Nerede bir emekli, özellikle memur emeklisi görsem kara kara düşünür görürüm. Hafif bir deşeledin mi adamlar dert küpü. Çünkü emekli olunca maaşlarında epey bir düşme olmuş, çoğu geçim derdinde. Vakit geçirememeleri ise ayrı bir dert.

Umreden gelen bir arkadaşımızı ziyarete gittiğimizde 40 yıl çalıştıktan sonra emekli olan bir meslektaşım, "Arabasını değiştireceğini, çünkü fazla yakıt tükettiğini, daha az yakan bir araç almayı düşündüğünü, maaşının çok düştüğünü, bundan sonra hesap-kitap yapmak zorunda olduğunu" ifade etti sohbet arasında. Emekli olduktan sonra “Emekli parasıyla bir daire alaydın” diyenler oldu. Bizi çok para alıyor diye düşünüyor çoğu. Halbuki aldığım tüm avans yüz bin lira. Bu parayla nasıl daire alacaksın” dedi ardından. “Emekli olmadan önce ‘Daha çalışın mı? Bırakıver artık’ diyenle de çok karşılaştım.” diye ekledi.  O konuştu biz dinledik. Ayrılırken “Maalesef devletin emekli politikası iç açıcı değil, emekli olduktan sonra işçi ve memur arasında maaş uçurumu iyice derinleşiyor. Emekli olan bir işçi, aldığı avansıyla iyi bir daire alabildiği gibi emekli maaşıyla da geçim sıkıntısı çekmeden müreffeh bir hayat sürmeye devam ediyor.” diyebildik.

Ziyareti bitirip evimin yolunu tutarken yolda kendim için de emeklilik çanlarının çaldığını, yarın aynı durumu ben de yaşayacağım. Devlet, memur emekliye sanki yaşadın yaşayacağın kadar, ölmen daha hayırlı der gibi takdir ettiği maaşla” dedim. Daha dün, ne zaman gelecek bu emeklilik vakti derken şimdi emeklilik eli kulağında olunca “Okuyan çocuk var, evlenecek çocuk var. Emekli olursam bu işler nasıl dönecek, sonra nasıl vakit geçireceğim” endişesi yaşıyor çoğu çalışan memur kesimi. Rızkı veren Allah olsa da düşünmeden edemiyor insan.
***
Gündüz dersten sonra yapılacak birkaç işi halletmek için çarşının yolunu tuttum. Çıkrıkçılar içinde elimde poşet ayakkabı tamircisine giderken kara yollarından emekli olan, babam yaşlarında bir ahbabımla karşılaştım. Hal-hatırdan sonra çoluk-çocuğu konuştuk.

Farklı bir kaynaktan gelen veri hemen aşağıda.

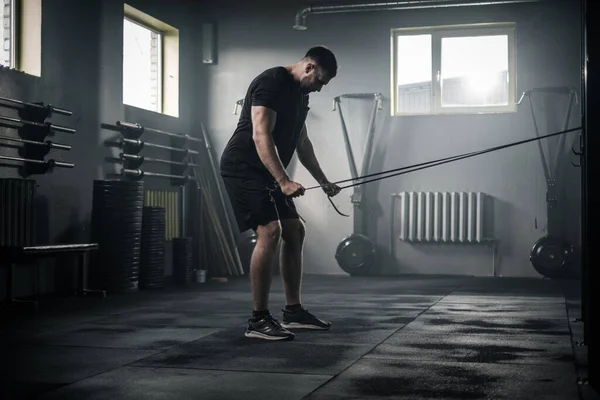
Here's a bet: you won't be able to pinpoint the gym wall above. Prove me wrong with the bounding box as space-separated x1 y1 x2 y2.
203 0 582 277
0 0 207 298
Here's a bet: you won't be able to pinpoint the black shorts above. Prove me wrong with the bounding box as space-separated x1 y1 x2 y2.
221 175 299 233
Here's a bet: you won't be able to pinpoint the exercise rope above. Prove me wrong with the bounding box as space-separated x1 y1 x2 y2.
305 126 582 217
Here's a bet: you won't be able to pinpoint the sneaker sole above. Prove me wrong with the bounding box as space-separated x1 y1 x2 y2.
245 330 295 341
281 322 331 330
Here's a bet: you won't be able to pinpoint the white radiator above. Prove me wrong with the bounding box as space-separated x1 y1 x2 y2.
393 191 493 243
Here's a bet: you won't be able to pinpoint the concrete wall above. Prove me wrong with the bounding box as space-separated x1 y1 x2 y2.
204 0 583 277
0 0 205 297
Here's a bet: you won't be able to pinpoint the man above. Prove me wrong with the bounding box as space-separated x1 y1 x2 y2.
219 46 341 341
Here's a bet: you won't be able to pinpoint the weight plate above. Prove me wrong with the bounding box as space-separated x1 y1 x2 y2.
529 235 574 279
335 234 376 276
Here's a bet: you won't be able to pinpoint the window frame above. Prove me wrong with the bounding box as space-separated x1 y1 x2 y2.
123 15 164 114
2 0 17 69
390 22 517 117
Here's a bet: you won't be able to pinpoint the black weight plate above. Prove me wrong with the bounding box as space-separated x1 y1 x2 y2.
335 233 376 276
530 235 574 279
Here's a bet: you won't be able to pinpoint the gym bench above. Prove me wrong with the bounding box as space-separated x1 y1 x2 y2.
0 243 106 310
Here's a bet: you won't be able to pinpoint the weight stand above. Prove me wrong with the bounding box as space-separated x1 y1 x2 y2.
332 92 383 275
517 86 578 278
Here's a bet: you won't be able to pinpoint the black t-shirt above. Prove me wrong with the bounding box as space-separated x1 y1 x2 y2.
219 66 310 181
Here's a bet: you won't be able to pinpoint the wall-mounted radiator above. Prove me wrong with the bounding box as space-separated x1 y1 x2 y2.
391 191 494 244
144 189 182 241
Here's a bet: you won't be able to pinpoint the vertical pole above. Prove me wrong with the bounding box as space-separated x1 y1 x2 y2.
583 0 599 390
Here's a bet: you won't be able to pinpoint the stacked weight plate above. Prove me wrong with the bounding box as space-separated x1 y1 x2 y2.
0 178 36 247
91 180 144 292
140 206 166 289
173 237 193 285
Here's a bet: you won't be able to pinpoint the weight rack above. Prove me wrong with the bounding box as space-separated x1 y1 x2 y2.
0 95 76 175
102 120 244 278
0 95 106 310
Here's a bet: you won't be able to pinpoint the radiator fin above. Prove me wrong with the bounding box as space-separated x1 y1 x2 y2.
144 189 180 241
396 191 492 243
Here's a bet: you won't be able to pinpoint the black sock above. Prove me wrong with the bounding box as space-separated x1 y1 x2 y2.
252 309 270 320
285 303 302 312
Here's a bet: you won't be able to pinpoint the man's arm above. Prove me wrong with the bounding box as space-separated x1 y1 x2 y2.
296 124 328 184
251 105 290 185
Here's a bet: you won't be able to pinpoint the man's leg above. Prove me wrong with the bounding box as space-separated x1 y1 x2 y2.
278 218 305 307
274 199 332 331
251 220 281 313
221 175 295 341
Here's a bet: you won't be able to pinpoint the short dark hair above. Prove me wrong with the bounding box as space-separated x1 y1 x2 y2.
304 46 338 78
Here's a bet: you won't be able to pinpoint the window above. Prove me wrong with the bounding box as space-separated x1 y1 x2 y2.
1 0 16 68
391 23 516 116
123 17 163 113
0 0 42 77
123 4 179 117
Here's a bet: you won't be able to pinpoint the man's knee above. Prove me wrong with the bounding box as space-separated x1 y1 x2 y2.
281 218 305 244
256 220 281 248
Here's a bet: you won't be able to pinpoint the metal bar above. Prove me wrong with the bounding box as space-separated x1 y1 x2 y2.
120 153 200 168
585 0 598 388
0 96 72 116
334 98 359 180
116 120 202 143
360 94 383 178
120 138 199 155
0 135 71 150
0 155 74 168
580 0 589 339
525 96 552 181
335 93 383 100
551 92 575 173
0 115 76 134
200 123 245 276
517 86 579 104
121 168 189 180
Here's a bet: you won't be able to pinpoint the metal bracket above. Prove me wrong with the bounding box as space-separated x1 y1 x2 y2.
571 139 582 167
546 179 558 205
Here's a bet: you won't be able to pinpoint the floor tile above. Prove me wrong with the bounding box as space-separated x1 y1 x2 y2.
36 366 333 400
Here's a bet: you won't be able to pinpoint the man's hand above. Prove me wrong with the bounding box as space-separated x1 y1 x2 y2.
321 181 341 197
279 179 305 198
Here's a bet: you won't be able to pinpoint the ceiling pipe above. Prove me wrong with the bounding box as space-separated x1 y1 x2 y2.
293 0 550 30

Ardından emekli olup olmadığımı sordu. Halen çalıştığımı söyledim. Benim oğlan da çalışıyor dedi. Yaşımı sordu. Elli beş dedim. Benim oğlandan küçüksün, bizimki 59 doğumlu. Bu sene 41.senesi. Hala çalışıyor, emekliliği de düşünmüyor. Benim emekli olduğum yerde çalışıyor. Maaşı zaten iyi. Şimdi durumları daha da iyileşti. Dört tane evi var. Geçen gün bir tane daha almış, 700 liraya kiraya vermiş dedi. İki sene öncesi aynı yere falanı da yerleştirdim geldim dedi. O konuştu, ben dinledim. Ara boşlukta “41 sene…Maşallah! Allah sağlık versin, daha çok versin” dedim, vedalaştık.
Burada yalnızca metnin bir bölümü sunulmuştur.